[D-runtime] Fix for array append cache holding data hostage

Steve Schveighoffer schveiguy at yahoo.com
Thu Dec 23 13:08:03 PST 2010

Cross-posting to both phobos and druntime for a wider audience...

For those of you not familiar with how the array appending cache works, it 
essentially caches recent lookups of BlkInfo for non-shared array appends.

What this means is that appending to an unshared array does not have to take the 
global GC lock, and allows a lookup to happen almost immediately.

One of the things that the cache required was to keep that array in memory.  
Otherwise, there was a possibility that the array would be collected and 
reallocated.  An append to such an array would result in the stale cache entry 
being used as the block info, possibly resulting in the wrong start address, 
wrong size, or wrong flags, all of which could be fatal.  A good prior 
discussion for this issue is listed in this bug: 

In order to solve the problem, I implemented a GC collection hook which runs 
*after* the mark phase, but before all threads are resumed.  This hook tests all 
cache entries to see if any of them are about to be collected.  Any entries 
which are not marked (i.e. about to be collected) are removed from the cache.
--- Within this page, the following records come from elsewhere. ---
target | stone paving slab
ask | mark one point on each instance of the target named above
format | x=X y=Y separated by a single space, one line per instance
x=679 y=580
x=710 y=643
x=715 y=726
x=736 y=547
I also had to do some funky stuff with the cache since TLS data is also 
scanned.  So the cache is now in a malloc'd block that is freed on thread exit 
(and lazily allocated on first append).

One of the best tests that showed this problem (or so I thought) was posted to 
the newsgroup here: 

However, my patch does *not* fix this problem.  I've found that the true reason 
for the memory being held is that other data is pointing at the block.  With a 
200MB block, this is understandable.  In a 4GB address space, that's 1/20 of the 
valid address space. Any random aligned 4-byte sequence in the stack or TLS 
could point to it and prevent it from being collected.

The really bad thing about this is, once the true pointers to that block are 
gone, it could be lost forever.  The stack data which "points" to it may be very 
high up on the stack, which means it never gets collected.  It makes me wonder 
if we might want to provide an unsafe 'realloc' type function for appending that 
forcefully frees blocks that were used in an append loop.  A 'unique' type 
qualifier could go a long way here.

In any case, I still want to checkin this fix, because it at least removes the 
cache as a possible culprit (and fixes 3929).  I don't want to commit the patch 
until people here agree on the timing.  There is a possibility that it 
introduces memory corruption bugs (this happened the last time I was tinkering 
with array appending), so I don't want to destabilize everything if there is 
good reason.  Given that we just had a release, I think this would be a good 
time to do it.  I most likely won't get to it this weekend.

So anyone have any objections to me checking this in?